Our studies of SCN1A expression in hippocampi of individuals of different rs7587026 type, and of patterns of neuronal loss, is limited by the small numbers of minor allele homozygotes, influenced by the minor allele frequency of 0.302 [29], and the rarity of hippocampal specimens available for study. For the study of neuronal loss, we addressed this limitation by performing a replication study in a separate set of samples (Supplementary Fig. 3, online resource). Unfortunately, this was not possible for the SCN1A expression data.

In conclusion, having previously shown that rs7587026 is associated with increased susceptibility to MTLEHS + FS, we demonstrate a potential mechanistic link through increased hippocampal SCN1A expression, smaller hippocampal volumes and an increased propensity to temperature-induced seizures in a model overexpressing scn1a.

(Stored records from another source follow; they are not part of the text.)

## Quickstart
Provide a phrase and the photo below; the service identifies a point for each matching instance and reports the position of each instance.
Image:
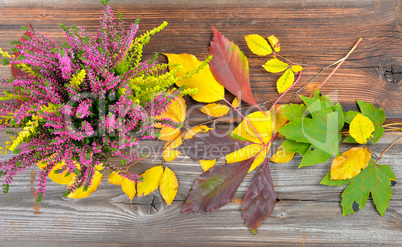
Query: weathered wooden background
(313, 32)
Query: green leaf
(275, 65)
(285, 81)
(375, 180)
(327, 181)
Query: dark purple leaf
(230, 67)
(260, 198)
(215, 187)
(211, 145)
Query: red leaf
(260, 198)
(15, 71)
(215, 187)
(211, 145)
(230, 67)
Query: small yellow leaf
(275, 65)
(207, 164)
(285, 81)
(236, 102)
(209, 90)
(115, 178)
(80, 193)
(195, 130)
(169, 154)
(281, 156)
(128, 187)
(350, 163)
(297, 68)
(215, 110)
(361, 128)
(258, 45)
(274, 42)
(152, 178)
(168, 186)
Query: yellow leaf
(261, 122)
(59, 178)
(275, 65)
(350, 163)
(209, 90)
(169, 154)
(175, 111)
(152, 178)
(128, 187)
(297, 68)
(274, 42)
(285, 81)
(207, 164)
(361, 128)
(282, 156)
(115, 178)
(80, 193)
(168, 186)
(258, 45)
(195, 130)
(215, 110)
(236, 102)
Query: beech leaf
(209, 90)
(258, 45)
(168, 186)
(215, 187)
(260, 198)
(152, 178)
(275, 65)
(215, 110)
(230, 67)
(285, 81)
(211, 145)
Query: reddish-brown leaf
(215, 187)
(230, 67)
(211, 145)
(15, 71)
(260, 198)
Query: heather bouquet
(80, 103)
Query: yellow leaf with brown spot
(168, 186)
(195, 130)
(151, 180)
(361, 128)
(80, 193)
(128, 187)
(282, 156)
(168, 153)
(350, 163)
(207, 164)
(209, 90)
(215, 110)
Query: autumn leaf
(260, 198)
(152, 178)
(275, 66)
(258, 45)
(274, 42)
(285, 81)
(361, 128)
(350, 163)
(207, 164)
(209, 90)
(215, 110)
(168, 186)
(230, 67)
(214, 188)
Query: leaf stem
(400, 138)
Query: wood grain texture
(314, 32)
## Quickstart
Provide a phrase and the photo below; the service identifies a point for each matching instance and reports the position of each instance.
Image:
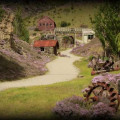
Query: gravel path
(60, 69)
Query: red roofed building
(46, 24)
(49, 46)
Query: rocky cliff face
(18, 59)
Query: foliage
(107, 26)
(36, 29)
(2, 12)
(65, 24)
(113, 78)
(19, 26)
(75, 108)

There is a need for biomarkers of epileptogenesis [14]. Our results suggest that rs7587026 could become a biomarker in children for those at risk of developing epilepsy after FS, opening up the possibility of its use in studies aiming to identify anti-epileptogenic treatments after such insults. Moreover, the consequences we have shown of increased Scn1a expression point to the need for quantitative precision in genetic therapies intended to increase SCN1A transcription [10] for treatment of seizures in Dravet syndrome associated with SCN1A haploinsufficiency.